A survey of 152 attendees of the recent Kubecon + CloudNativeCon 2018 conference published this week finds lack of expertise (53 percent) and operational complexity (50 percent) are the top two challenges hindering broader adoption of Kubernetes. Security challenges ranked third, at 41 percent, in the survey conducted by Nirmata, provider of Kubernetes deployment and management software delivered as a cloud service.
According to the survey, 51 percent of respondents are already using Kubernetes in a production environment, while 36 percent are also using Kubernetes in development and testing environments. Of those respondents, 78 percent said they are running or plan to run microservices-based applications on Kubernetes.
Just less than a third of respondents cited YAML management (30 percent) as the most important application management requirement for Kubernetes, followed by integration (27 percent) and secrets management (24 percent).
In terms of Kubernetes management capabilities most wanted, survey respondents cited multi-cluster management (38 percent), followed by cluster add-on management (25 percent) and cluster configuration (17 percent).
The survey also asked respondents what movie title best describes their adventures with Kubernetes to date. “Great Expectations” for application modernization got the most votes (38 percent), followed by “Cloudy with a Chance of Meatballs (34 percent) and, “Honey, I Shrunk the Kubernetes Cluster,” at (26 percent).
Ritesh Patel, vice president of marketing and products for Nirmata, says the Kubernetes skills issue unfortunately is one of the toughest issues to address inside any IT organization. Kubernetes, he says, was designed by engineers at Google to be used by engineers at Google—in fact, as part of making the transition to Kubernetes, Google has been urging IT organizations to embrace site reliability engineering (SRE) best practices, a specific set of recommendations for implementing DevOps. That said, most IT operations teams are made up of administrators, most of whom have little to no programming expertise or deep appreciation for engineering as a discipline.

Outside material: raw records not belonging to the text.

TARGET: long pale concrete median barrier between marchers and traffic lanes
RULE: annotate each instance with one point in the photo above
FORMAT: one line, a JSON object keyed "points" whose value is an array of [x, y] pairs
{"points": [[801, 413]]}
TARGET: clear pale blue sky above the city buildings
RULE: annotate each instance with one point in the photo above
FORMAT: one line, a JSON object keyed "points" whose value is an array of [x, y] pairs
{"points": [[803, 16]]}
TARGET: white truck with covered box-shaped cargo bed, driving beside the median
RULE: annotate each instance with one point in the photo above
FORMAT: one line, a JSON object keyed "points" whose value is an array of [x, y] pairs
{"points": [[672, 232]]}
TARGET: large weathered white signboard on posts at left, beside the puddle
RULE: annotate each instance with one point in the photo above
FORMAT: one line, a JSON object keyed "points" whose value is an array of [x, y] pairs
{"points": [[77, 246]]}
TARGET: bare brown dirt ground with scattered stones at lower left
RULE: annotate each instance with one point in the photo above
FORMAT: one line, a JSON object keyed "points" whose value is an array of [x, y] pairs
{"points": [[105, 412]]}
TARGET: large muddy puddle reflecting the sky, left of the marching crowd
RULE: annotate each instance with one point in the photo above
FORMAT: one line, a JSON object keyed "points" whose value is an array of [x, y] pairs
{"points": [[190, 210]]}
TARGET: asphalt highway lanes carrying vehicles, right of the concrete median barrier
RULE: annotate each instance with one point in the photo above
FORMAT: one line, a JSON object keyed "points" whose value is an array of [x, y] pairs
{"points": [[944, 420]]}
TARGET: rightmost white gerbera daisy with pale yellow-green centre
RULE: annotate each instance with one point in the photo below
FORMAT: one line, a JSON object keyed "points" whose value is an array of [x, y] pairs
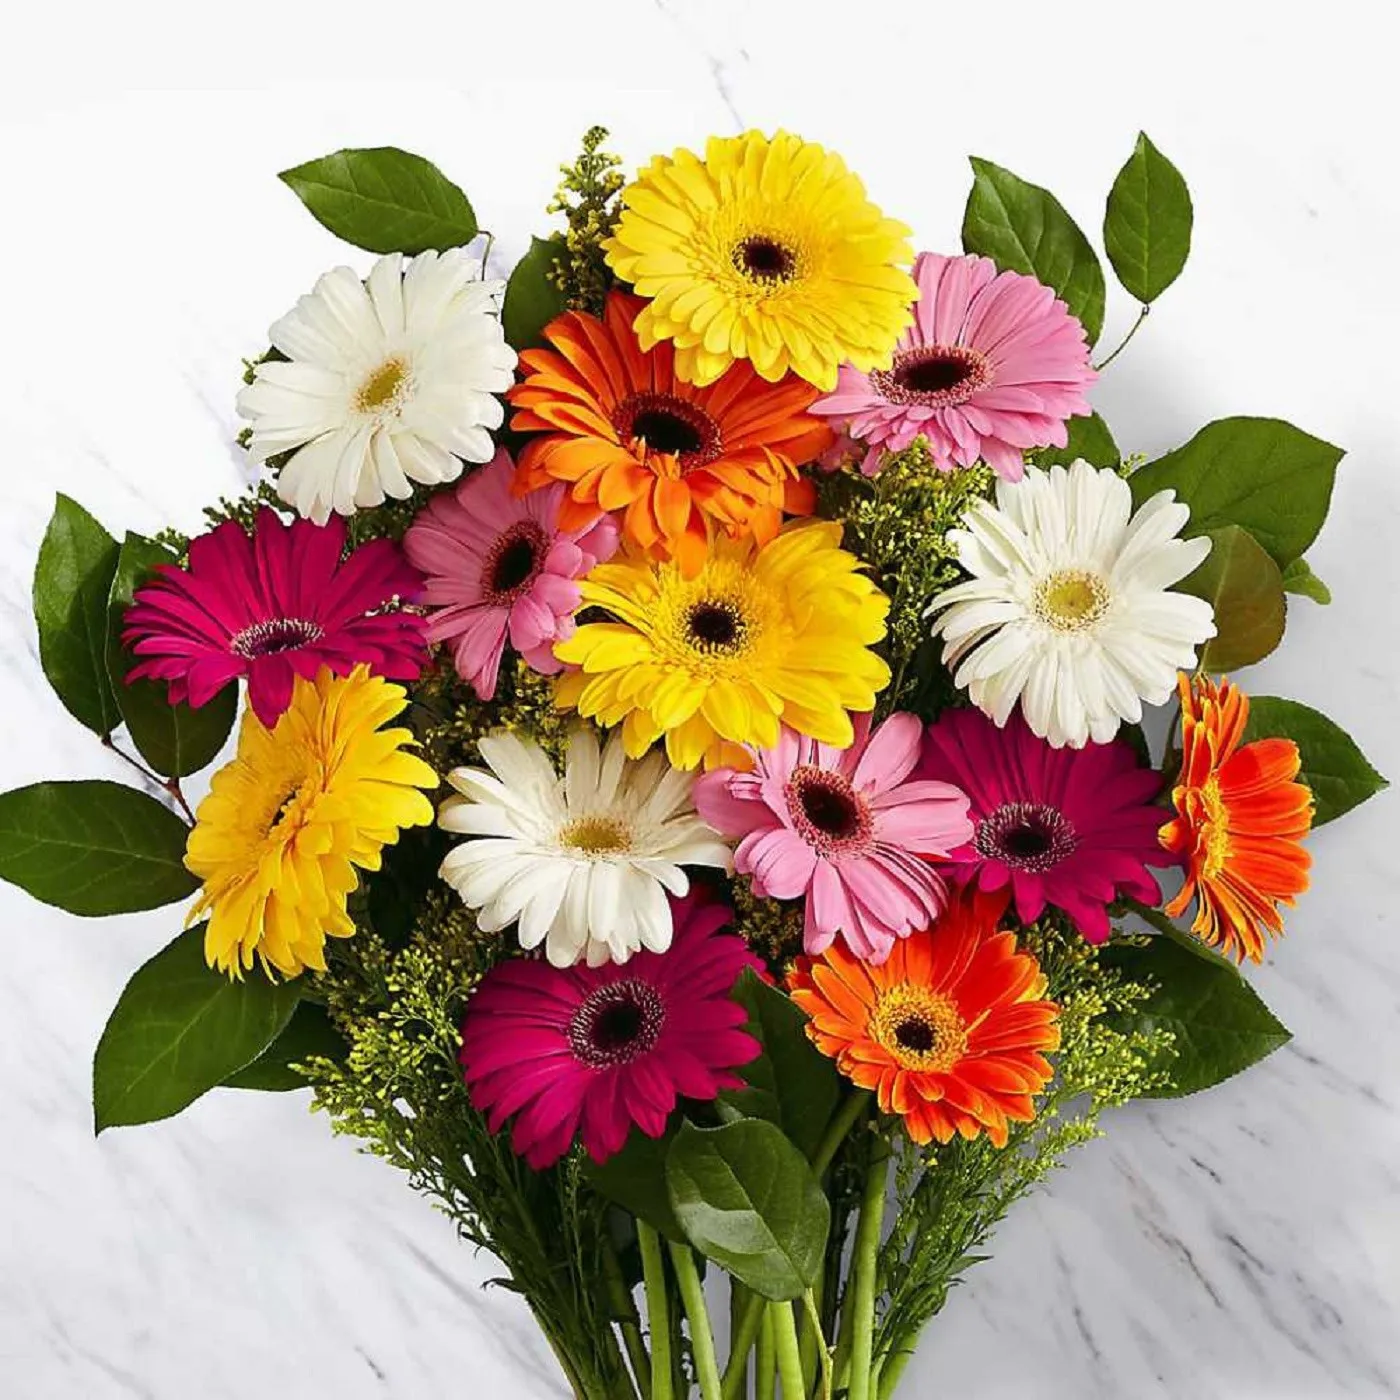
{"points": [[1069, 608]]}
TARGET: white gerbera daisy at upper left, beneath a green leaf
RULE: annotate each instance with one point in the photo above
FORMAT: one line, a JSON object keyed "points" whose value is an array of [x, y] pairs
{"points": [[387, 383]]}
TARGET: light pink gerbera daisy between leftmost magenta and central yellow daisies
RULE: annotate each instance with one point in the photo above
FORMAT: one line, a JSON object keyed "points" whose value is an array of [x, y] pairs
{"points": [[500, 566]]}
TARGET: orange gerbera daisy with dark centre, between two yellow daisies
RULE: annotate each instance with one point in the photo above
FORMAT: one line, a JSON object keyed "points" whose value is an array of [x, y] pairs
{"points": [[626, 435]]}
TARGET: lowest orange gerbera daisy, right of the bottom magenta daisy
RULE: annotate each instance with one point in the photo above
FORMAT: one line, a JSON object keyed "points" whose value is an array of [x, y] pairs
{"points": [[950, 1032]]}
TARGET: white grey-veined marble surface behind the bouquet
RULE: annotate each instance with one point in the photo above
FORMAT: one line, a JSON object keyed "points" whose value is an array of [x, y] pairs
{"points": [[1238, 1247]]}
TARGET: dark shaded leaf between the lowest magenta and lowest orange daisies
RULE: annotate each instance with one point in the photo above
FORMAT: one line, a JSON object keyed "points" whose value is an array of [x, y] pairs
{"points": [[792, 1084]]}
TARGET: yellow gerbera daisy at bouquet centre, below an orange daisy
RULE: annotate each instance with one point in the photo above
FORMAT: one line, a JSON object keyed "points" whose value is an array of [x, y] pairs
{"points": [[762, 635]]}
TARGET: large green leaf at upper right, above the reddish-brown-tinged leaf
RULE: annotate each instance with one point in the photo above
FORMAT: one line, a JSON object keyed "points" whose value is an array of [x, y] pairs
{"points": [[1261, 474]]}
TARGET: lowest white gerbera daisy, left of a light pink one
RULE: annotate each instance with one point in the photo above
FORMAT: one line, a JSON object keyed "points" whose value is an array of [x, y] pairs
{"points": [[582, 862]]}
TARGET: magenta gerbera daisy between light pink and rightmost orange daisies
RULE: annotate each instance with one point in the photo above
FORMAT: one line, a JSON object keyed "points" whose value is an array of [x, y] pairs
{"points": [[1073, 828]]}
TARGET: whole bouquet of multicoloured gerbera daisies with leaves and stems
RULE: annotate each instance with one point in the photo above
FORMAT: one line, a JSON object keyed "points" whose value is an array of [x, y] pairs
{"points": [[692, 806]]}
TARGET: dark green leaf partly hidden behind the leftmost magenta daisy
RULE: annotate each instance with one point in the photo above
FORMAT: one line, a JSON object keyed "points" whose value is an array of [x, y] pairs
{"points": [[176, 740]]}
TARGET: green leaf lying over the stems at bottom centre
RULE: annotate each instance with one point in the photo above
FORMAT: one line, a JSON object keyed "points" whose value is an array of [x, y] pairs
{"points": [[748, 1200]]}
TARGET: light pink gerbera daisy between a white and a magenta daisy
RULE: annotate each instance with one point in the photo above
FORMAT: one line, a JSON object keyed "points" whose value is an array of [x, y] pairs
{"points": [[845, 831]]}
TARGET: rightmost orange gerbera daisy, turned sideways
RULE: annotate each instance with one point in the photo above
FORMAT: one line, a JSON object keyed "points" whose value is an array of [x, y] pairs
{"points": [[1240, 820]]}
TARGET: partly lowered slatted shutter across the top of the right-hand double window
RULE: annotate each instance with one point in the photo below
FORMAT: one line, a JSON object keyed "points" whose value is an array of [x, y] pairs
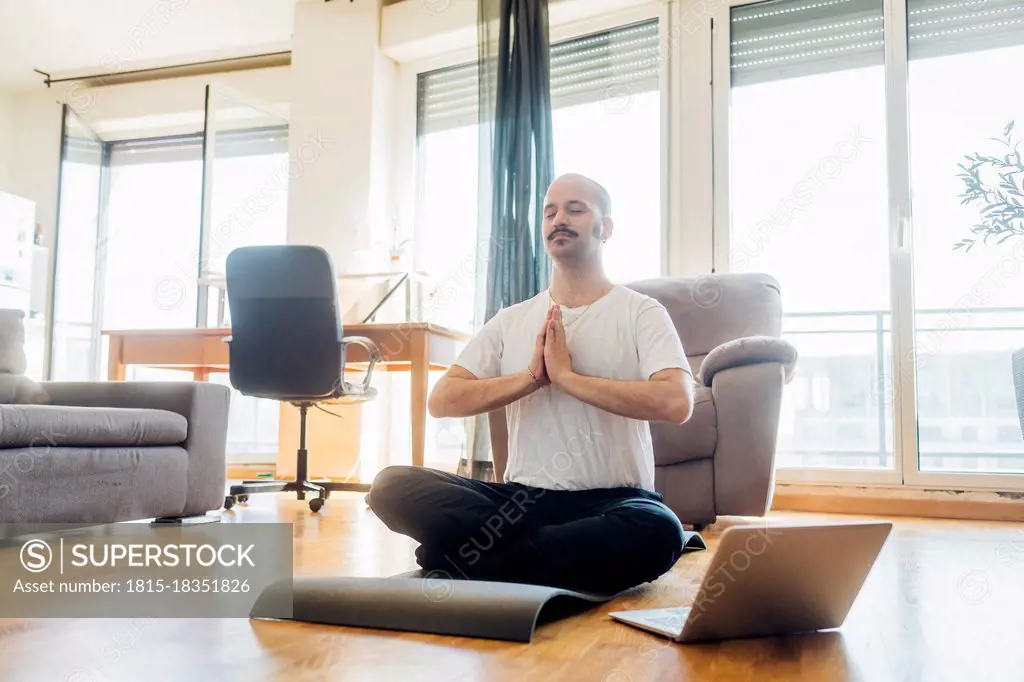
{"points": [[782, 39]]}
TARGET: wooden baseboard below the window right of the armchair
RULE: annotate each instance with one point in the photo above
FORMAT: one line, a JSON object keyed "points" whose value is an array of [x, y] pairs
{"points": [[891, 502]]}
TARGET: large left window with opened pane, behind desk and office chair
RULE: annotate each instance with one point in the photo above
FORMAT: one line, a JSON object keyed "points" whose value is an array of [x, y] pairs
{"points": [[130, 244]]}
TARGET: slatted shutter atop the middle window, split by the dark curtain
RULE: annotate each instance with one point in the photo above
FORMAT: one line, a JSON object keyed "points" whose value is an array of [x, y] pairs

IT organizations are then faced with the challenge of retraining their existing IT staff or competing to hire a limited pool for IT professionals that have Kubernetes certifications. In many instances, even when an IT organization can find a Kubernetes certified IT professional, they may not be able to retain them for long, given the number of opportunities currently available. Because of this issue, large number of IT organizations are increasingly relying on managed Kubernetes services provided by either cloud service providers directly or a third-party IT services firm.
The degree to which IT organizations will decide to rely on managed Kubernetes services permanently remains to be seen. Many IT leaders simply may view those services as a temporary stop gap. But Patel notes these Kubernetes skills issues are likely to become more acute as organizations not only deploy Kubernetes on-premises and in the cloud, but also look to adopt additional emerging technologies such as service meshes to manage microservices on top of Kubernetes.
In the meantime, the one thing that is certain is that for some time to come, demand for Kubernetes skills will far outstrip the available supply.